Un siège est également prévu pour chaque nouveau venu potentiel : Les Progressistes (Progresīvie, Verts/ALE), Liste Unie (Apvienotais Saraksts, PPE), Pour la stabilité !, et Lettonie d’abord (Latvija pirmajā vietā).

 

Un possible détrônement

Europe Elects prévoit actuellement que la coalition JV conservera ses deux sièges, tandis que NA n’en obtiendra qu’un au lieu des deux actuels.

Cependant, un sondage réalisé en mai par le centre de recherche SKDS pour le radiodiffuseur public LTV indique un changement de leader, puisque NA, un parti de droite relativement modéré du groupe CRE, arrive en tête avec 11 %, suivi de JV, qui a remporté les précédentes élections européennes en 2019 avec 26,24 %, avec 8,1 %.

Après avoir fait partie de la coalition de 2019-2023, NA a également participé à la nouvelle coalition, qui s’est rapidement effondrée l’année dernière et a été remplacée par la coalition la plus à gauche jamais vue en Lettonie.

Cette instabilité pourrait expliquer la perte de confiance envers JV, les experts politiques attribuant une grande part des responsabilités à l’ancien Premier ministre et « numéro deux » du parti sur la liste électorale de l’UE, Krišjānis Kariņš.

M. Kariņš a démissionné de son poste de ministre des Affaires étrangères ce printemps après des révélations, à l’automne dernier, sur la dépense d’environ un demi-million d’euros pour des vols privés pendant son mandat de Premier ministre entre 2019 et 2023.

Toutefois, même si NA, qui prône une plus grande coopération en matière de défense avec l’OTAN et l’UE et moins d’ingérence de Bruxelles, notamment en matière d’immigration, dépasse l’alliance au pouvoir dans les sondages, M. Rozenvalds estime que les deux partis ne peuvent espérer que deux sièges chacun au maximum.

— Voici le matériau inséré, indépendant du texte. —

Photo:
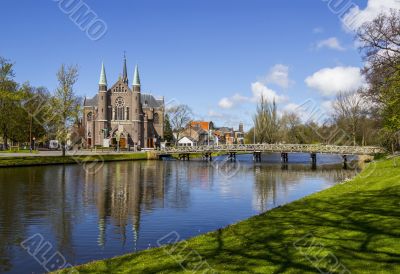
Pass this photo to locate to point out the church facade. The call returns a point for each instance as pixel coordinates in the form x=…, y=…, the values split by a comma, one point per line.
x=122, y=115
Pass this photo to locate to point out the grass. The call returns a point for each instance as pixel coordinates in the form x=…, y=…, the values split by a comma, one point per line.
x=50, y=160
x=352, y=226
x=18, y=151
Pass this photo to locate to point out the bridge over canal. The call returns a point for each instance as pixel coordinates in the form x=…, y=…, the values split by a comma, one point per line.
x=257, y=149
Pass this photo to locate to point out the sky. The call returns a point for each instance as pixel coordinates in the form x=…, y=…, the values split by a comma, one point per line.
x=217, y=56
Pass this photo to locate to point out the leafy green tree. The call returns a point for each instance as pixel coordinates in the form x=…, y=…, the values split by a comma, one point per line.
x=9, y=97
x=66, y=104
x=36, y=111
x=179, y=116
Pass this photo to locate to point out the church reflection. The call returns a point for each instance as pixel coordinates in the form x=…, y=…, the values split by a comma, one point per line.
x=124, y=206
x=121, y=192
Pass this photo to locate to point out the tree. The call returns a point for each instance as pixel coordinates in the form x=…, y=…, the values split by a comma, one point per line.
x=180, y=116
x=35, y=114
x=349, y=109
x=290, y=123
x=266, y=122
x=168, y=134
x=66, y=103
x=380, y=45
x=9, y=97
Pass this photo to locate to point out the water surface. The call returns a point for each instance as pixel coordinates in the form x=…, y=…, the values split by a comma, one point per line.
x=128, y=206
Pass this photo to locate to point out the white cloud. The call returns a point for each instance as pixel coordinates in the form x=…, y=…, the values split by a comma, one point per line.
x=318, y=30
x=225, y=103
x=331, y=43
x=259, y=89
x=355, y=17
x=214, y=114
x=279, y=75
x=330, y=81
x=327, y=106
x=291, y=107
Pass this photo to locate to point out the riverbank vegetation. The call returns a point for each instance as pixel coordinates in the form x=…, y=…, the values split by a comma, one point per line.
x=369, y=115
x=352, y=226
x=77, y=159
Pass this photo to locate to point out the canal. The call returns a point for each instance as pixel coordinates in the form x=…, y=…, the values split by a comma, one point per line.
x=50, y=213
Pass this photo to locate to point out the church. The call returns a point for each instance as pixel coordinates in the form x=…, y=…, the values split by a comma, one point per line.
x=123, y=116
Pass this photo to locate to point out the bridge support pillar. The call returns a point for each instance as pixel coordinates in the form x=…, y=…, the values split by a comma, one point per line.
x=207, y=156
x=184, y=157
x=284, y=157
x=257, y=156
x=314, y=159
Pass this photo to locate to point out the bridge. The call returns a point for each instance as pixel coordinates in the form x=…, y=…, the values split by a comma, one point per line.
x=257, y=149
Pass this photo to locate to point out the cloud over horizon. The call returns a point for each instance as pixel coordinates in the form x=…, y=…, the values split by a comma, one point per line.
x=331, y=81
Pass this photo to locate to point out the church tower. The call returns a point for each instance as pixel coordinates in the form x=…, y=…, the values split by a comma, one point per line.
x=137, y=112
x=125, y=73
x=102, y=110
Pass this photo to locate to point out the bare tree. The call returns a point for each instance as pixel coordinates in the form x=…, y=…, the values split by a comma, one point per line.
x=66, y=103
x=179, y=117
x=379, y=41
x=289, y=125
x=266, y=122
x=349, y=110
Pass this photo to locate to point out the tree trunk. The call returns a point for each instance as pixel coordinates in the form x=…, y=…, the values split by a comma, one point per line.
x=63, y=148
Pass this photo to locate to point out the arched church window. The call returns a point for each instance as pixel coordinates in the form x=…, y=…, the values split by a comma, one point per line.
x=120, y=109
x=156, y=118
x=89, y=116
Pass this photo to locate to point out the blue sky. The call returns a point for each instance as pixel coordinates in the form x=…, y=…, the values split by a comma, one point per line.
x=216, y=56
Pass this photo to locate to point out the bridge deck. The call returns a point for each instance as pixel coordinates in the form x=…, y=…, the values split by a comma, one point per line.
x=282, y=148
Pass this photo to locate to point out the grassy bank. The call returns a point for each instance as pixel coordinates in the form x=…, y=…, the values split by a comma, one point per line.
x=50, y=160
x=352, y=226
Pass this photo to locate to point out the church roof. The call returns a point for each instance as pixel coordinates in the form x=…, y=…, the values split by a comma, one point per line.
x=148, y=101
x=91, y=102
x=136, y=78
x=103, y=77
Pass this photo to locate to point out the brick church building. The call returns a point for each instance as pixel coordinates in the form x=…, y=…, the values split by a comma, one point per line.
x=123, y=115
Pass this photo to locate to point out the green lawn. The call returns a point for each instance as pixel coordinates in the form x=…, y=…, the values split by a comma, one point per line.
x=48, y=160
x=18, y=151
x=354, y=227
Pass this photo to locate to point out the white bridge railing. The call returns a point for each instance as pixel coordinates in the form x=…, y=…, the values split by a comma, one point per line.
x=286, y=148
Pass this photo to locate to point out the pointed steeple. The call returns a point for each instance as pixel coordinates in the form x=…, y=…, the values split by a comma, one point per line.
x=125, y=72
x=136, y=78
x=103, y=77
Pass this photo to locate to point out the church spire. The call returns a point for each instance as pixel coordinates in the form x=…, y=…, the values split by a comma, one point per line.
x=136, y=78
x=103, y=77
x=124, y=72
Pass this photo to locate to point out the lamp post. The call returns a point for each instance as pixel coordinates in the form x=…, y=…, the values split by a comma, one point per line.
x=254, y=134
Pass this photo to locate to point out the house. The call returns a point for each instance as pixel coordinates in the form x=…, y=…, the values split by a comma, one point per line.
x=187, y=142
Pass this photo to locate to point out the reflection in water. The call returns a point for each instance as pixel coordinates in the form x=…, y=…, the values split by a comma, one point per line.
x=127, y=206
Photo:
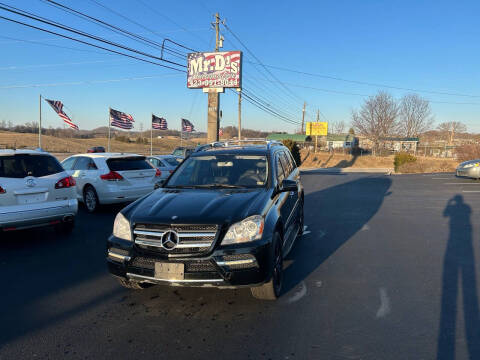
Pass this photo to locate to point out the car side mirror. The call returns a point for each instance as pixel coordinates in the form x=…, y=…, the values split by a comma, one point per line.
x=159, y=184
x=288, y=185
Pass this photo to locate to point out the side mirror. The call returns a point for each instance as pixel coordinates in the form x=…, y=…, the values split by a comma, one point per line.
x=159, y=184
x=288, y=185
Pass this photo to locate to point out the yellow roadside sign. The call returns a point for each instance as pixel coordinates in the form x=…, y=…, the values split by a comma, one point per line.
x=317, y=128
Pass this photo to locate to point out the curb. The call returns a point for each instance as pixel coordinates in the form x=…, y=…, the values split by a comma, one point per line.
x=348, y=170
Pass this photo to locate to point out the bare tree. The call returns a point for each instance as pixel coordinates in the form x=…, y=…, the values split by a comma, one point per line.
x=337, y=127
x=415, y=115
x=450, y=128
x=377, y=118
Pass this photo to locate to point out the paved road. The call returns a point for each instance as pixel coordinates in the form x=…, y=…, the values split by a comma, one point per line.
x=386, y=271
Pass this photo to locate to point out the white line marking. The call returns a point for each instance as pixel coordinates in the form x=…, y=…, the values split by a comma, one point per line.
x=300, y=292
x=461, y=183
x=384, y=308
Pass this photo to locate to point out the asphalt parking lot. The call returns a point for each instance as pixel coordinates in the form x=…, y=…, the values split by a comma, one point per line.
x=386, y=270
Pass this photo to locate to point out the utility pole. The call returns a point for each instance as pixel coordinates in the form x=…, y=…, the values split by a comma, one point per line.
x=303, y=115
x=40, y=124
x=239, y=114
x=213, y=94
x=316, y=136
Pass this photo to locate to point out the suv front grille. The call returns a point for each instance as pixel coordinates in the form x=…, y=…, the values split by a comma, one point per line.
x=190, y=266
x=192, y=239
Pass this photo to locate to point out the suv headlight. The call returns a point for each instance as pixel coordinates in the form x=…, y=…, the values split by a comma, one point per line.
x=121, y=228
x=246, y=230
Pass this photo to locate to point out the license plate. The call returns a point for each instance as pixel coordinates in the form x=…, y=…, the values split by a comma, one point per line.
x=169, y=271
x=30, y=198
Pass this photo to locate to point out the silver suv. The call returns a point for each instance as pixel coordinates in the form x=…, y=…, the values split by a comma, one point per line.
x=35, y=191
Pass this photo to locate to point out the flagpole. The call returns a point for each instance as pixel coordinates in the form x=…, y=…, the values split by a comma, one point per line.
x=108, y=147
x=40, y=124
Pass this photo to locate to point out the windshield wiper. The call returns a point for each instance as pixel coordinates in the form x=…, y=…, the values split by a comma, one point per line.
x=180, y=187
x=228, y=186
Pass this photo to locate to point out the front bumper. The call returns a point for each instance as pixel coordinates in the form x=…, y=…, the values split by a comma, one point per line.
x=225, y=267
x=36, y=217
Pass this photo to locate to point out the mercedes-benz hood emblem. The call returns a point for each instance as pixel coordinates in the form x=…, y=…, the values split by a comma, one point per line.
x=169, y=240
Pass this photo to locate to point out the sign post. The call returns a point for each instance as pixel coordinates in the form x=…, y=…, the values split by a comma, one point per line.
x=317, y=128
x=213, y=72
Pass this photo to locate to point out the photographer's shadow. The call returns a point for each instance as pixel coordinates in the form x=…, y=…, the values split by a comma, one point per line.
x=459, y=262
x=333, y=215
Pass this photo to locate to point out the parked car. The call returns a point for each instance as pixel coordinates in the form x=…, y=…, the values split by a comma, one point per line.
x=182, y=151
x=108, y=178
x=165, y=163
x=96, y=149
x=469, y=169
x=226, y=218
x=35, y=191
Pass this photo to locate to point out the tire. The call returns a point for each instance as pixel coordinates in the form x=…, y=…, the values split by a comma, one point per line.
x=301, y=220
x=90, y=199
x=65, y=227
x=129, y=284
x=272, y=289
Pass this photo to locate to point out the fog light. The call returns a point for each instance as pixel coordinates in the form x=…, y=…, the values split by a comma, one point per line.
x=118, y=255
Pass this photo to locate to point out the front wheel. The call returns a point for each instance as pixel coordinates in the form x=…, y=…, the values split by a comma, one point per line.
x=272, y=289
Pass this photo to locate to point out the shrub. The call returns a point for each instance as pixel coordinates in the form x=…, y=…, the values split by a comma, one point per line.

La guerre en Ukraine augmentera-t-elle le taux de participation ?

Lors des élections européennes, les Lettons privilégient les candidats bien connus et expérimentés, a déclaré M. Rozenvalds, qui ne voit pas de coïncidence dans la montée en puissance de NA dans les sondages, puisque son leader est l’actuel vice-président du Parlement européen Roberts Zīle.

« Je pense que NA a dépassé JV à ce stade, non pas parce qu’ils ont une position nationale très stricte, mais parce que, aux yeux du public, M. Zīle est un homme politique très expérimenté et influent au Parlement européen », a-t-il ajouté.

Il en va de même pour JV, dont la liste pour l’UE est menée par l’actuel commissaire européen au Commerce Valdis Dombrovskis, même si elle est « tirée vers le bas par M. Kariņš ».

Le politologue a aussi souligné que la participation, qui était bien inférieure à la moyenne de l’UE à 33,53 % en 2019 et qui reste beaucoup plus élevée pour les élections régionales et nationales en 2025 et 2026, respectivement, pourrait s’améliorer, car les électeurs sont très préoccupés par la guerre en Ukraine, en tant que voisin de la Russie.

« De ce point de vue, en réalisant que dans cette situation, toutes les préoccupations européennes sont également nos questions de sécurité dans une large mesure, peut-être que nous dépasserons les 33 % plutôt tristes des élections précédentes », a-t-il déclaré.